The World Health Organization is the United Nations Agency responsible for combating disease and promoting health worldwide; it directs and coordinates international health initiatives within the United Nations system. It has universal membership in the World Health Assembly. The WHO Executive Board is composed of members technically qualified in health, and gives effect to the decisions and policies of the Health Assembly. Members on the Executive Board serve for three-year terms. The 34 members provide guidance and implementation for World Health Assembly policies. The WHO focuses on public health, medical infrastructure and disease outbreaks worldwide. The WHO is guided by its constitution signed in 1948 and is the successor to the League of Nations’ Health Organization.

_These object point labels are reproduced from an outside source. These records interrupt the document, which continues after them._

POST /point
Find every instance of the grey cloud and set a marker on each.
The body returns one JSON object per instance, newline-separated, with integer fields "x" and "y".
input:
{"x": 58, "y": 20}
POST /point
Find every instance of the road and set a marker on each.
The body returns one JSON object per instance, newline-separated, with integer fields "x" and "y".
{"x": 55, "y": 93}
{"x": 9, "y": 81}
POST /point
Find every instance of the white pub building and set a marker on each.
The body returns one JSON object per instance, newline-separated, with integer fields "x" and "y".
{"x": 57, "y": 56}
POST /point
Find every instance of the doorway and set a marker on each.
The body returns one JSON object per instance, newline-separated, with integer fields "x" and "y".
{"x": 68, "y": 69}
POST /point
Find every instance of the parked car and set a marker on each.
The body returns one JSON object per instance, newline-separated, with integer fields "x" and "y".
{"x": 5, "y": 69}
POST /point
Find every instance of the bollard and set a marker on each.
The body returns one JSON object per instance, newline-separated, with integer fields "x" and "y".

Promoting The Health of Migrants Promoting The Health of Migrants

As of 2019, there are an estimated 272 million international migrants annually according to the United Nations World Migration Report. Migrants are persons who travel among locations rather than living stationary lives. Generally, migrants can be categorized into economic migrants who travel for work opportunity and refugees and internally displaced persons (IDPs) who travel due to persecution and instability. Globalization makes economic opportunity more accessible and the ability to traverse borders easier; as a result, the number of migrants is skyrocketing. There are large numbers of migrants in developed countries, but lack of access to health systems, inability to access previous health records, inconsistent quality of care and inadequate finances prevent many migrants from securing proper healthcare. Major global problems like the European migrant crisis, stemming from long-running wars in the Middle East, continue to compound the vast number of health issues that refugees face. On top of the very basic humanitarian issues that result, the United Nations has committed to Goal 3 of the Sustainable Development Goals: to provide universal healthcare worldwide by 2030. The World Health Organization (WHO) is striving to fulfill the main principle of the SDGs—to leave no one behind—and promoting migrant access to quality health services is essential for global health security and reducing health inequities.

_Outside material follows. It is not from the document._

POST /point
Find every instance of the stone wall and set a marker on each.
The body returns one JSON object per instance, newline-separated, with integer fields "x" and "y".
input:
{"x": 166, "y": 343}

The earliest multilateral actions on migrant health date back to the 1949 International Labor Organization (ILO) Migration for Employment Convention, which required ratifying States to ensure medical attention for newly arrived migrants and their families. The 1990 International Convention on the Protection of the Rights of All Migrant Workers and Members of Their Families, passed by the United Nations, expanded the Convention and significantly broadened the rights of migrants and refugees. The 1990 Convention ensured migrants’ access to emergency medical care regardless of their migrant status, equality of access to social and health services on par with nationals, and protection against working conditions harmful to migrants’ personal health. However, both Conventions have limited health provisions and have suffered from a lack of widespread support. While ratified by a number of migrant-origin States, the largest receiving States in North America and Europe have not signed the Conventions.

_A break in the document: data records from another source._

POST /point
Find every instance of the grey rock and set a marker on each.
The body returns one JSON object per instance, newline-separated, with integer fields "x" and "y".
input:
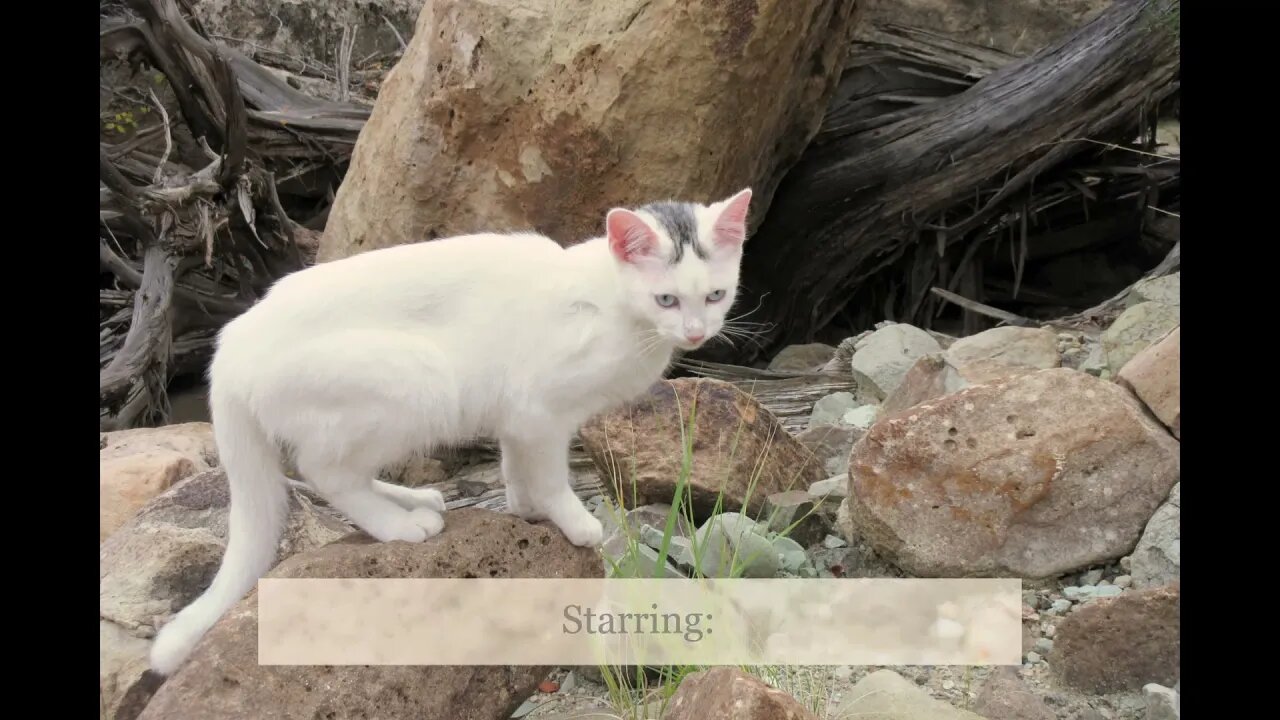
{"x": 831, "y": 443}
{"x": 161, "y": 559}
{"x": 836, "y": 487}
{"x": 1157, "y": 557}
{"x": 732, "y": 545}
{"x": 798, "y": 515}
{"x": 1136, "y": 329}
{"x": 831, "y": 409}
{"x": 882, "y": 359}
{"x": 862, "y": 418}
{"x": 631, "y": 559}
{"x": 801, "y": 358}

Migration received much greater attention in 2003, when the United Nations Secretary-General Kofi Annan launched the Global Commission on International Migration, the first panel of its kind designed to address migration issues. It reported its findings to the 2006 High-Level Dialogue on International Migration and Development, resulting in the creation of the Global Forum on Migration and Development. The Commission, however, only addressed issues of economics and human rights; it did not address health issues. Migrant health-related work did not begin until 2008, when the World Health Assembly (WHA) passed its first resolution on the health of migrants, which called on Member States to cooperate on health provisions and promote migrant-friendly policies, including a set of four goals: reducing migrant morbidity, establishing equal health treatment, ensuring migrants’ access to health care and minimizing the negative health impacts associated with an individual’s migrant status. The resolution also requested the WHO Director-General to start developing migrant health-related policy through collaboration with other international organizations. The 2008 resolution led directly to the Global Consultation on Migrant Health, held in 2010. Held in conjunction with the International Organization for Migration (IOM), the Consultation led to two pivotal outcomes: a lengthy evaluation of migrant-related health needs and the creation of an extensive framework by which Member States ought to develop policy. The framework provides guidance on legal systems, health policy, and data collection and transfer. 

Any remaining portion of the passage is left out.